Erst nach einer ganzen Weile verstand ich wirklich, was das eigentliche Problem war. Er war verwirrt über den Begriff der „Aktienstrategie“ und das er sich nicht sicher sei, welche er den wählen solle. Zunächst dachte ich einfach nur, dass er sich nicht zwischen irgendwelchen entscheiden könne, doch langsam kristalisierte sich heraus, dass er mit dem Begriff „Strategie“ sich selbst schwer tat.

Es ist ein klassisches Beispiel für die Arroganz, die wir Erfahrenen oft haben. Wir nutzen im Börsenjargon oft Buzzwords, die uns helfen uns untereinander besser zu verstehen und sich leichter gegenseitig zu erkennen. Das dies gerade für Neulinge manchmal ein wenig schwer zu verstehen ist, kommt uns dabei leider meist nicht in den Sinn. Daher an dieser Stelle ein kurzer Exkurs darüber, was eigentlich eine Aktienstrategie ist und wieso man sie als Neuling eher schätzen sollte und nicht daran verzweifeln sollte. Dabei möchte ich an dieser Stelle gar nicht auf das Für und Wider einzelner Strategien eingehen, womit die Erfahrenen von Euch sich wohl eher langweilen werden oder eben eher ein wenig schmunzeln müssen.

Der Begriff „Strategie“ leitet sich aus dem griechischen Wort „strategos“ ab. Dies bedeutet nichts anderes als „Herrführer“, womit die Strategie nichts anderes war als die Kunst ein ein Heer zu führen. Doch der heutige Begriff hat sich ein wenig gewandelt. Damit eine Armee vernünftig funktioniert und überhaupt geführt werden kann, bedarf es einige Verhaltensgrundsätze auf die man sich einigt und sich festlegt. Üblicherweise sind dies dann Hierachien, die eingehalten werden müssen.

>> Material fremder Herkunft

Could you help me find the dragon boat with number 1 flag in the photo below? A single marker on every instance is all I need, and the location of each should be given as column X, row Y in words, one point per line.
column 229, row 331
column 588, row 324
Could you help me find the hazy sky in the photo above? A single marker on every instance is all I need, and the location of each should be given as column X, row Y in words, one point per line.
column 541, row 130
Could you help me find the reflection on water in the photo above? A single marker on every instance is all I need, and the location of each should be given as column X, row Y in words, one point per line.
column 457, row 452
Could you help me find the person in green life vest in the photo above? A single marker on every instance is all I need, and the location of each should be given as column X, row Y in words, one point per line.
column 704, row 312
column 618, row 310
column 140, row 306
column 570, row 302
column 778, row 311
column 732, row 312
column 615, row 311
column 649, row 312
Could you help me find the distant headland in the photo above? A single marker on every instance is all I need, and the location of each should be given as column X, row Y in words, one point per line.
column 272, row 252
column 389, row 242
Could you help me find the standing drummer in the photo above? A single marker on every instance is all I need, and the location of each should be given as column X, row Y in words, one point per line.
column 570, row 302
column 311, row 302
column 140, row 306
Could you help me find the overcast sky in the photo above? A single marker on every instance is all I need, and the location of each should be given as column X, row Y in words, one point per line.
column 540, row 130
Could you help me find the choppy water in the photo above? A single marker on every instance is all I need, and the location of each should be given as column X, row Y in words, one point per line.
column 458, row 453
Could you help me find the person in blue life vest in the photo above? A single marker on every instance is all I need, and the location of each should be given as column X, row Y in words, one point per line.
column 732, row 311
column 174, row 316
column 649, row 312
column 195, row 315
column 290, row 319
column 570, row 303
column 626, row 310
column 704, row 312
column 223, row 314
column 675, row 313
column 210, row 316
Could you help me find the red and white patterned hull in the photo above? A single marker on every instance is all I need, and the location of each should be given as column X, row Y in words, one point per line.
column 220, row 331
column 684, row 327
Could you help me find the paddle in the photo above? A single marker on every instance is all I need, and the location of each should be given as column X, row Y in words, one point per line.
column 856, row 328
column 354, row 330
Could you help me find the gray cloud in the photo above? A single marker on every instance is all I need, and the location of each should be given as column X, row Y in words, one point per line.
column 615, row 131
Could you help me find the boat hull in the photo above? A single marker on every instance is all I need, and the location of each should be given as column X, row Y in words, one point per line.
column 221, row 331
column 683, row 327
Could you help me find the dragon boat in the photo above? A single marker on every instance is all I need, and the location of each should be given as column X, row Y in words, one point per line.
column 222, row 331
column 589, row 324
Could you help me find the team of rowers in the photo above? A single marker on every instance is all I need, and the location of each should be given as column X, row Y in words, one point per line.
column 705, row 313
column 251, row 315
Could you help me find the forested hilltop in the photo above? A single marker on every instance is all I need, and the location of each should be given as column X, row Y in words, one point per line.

Man stelle sich nur vor wie jemand versucht ein Heer zu führen und es darunter keine Hierachie gäbe und jeder einfach das machen würde, was er für richtig hält. Natürlich können auch solche Systeme funktionieren, allerdings haben diese dann nichts mehr mit Führung zu tun. Und damit ein hierachieloses System halbwegs funktioniert, braucht man auch hier gewisse Annahmen und Regeln an die sich die einzelnen Teile halten müssen.

In der Aktienwelt versteht man unter einer Strategie einen Plan für ein Verhalten. Insbesondere eben ein Muster nach dem man sich Aktientitel auswählt und ein Regelwerkt dafür wann man diese kauft oder eben verkauft. Es gibt dabei sehr einfache Strategien, die teilweise so naheliegend sind, dass jeder sie versteht und auch eher komplexere Strategien, die man auf den ersten Blick nicht ganz verstehen kann.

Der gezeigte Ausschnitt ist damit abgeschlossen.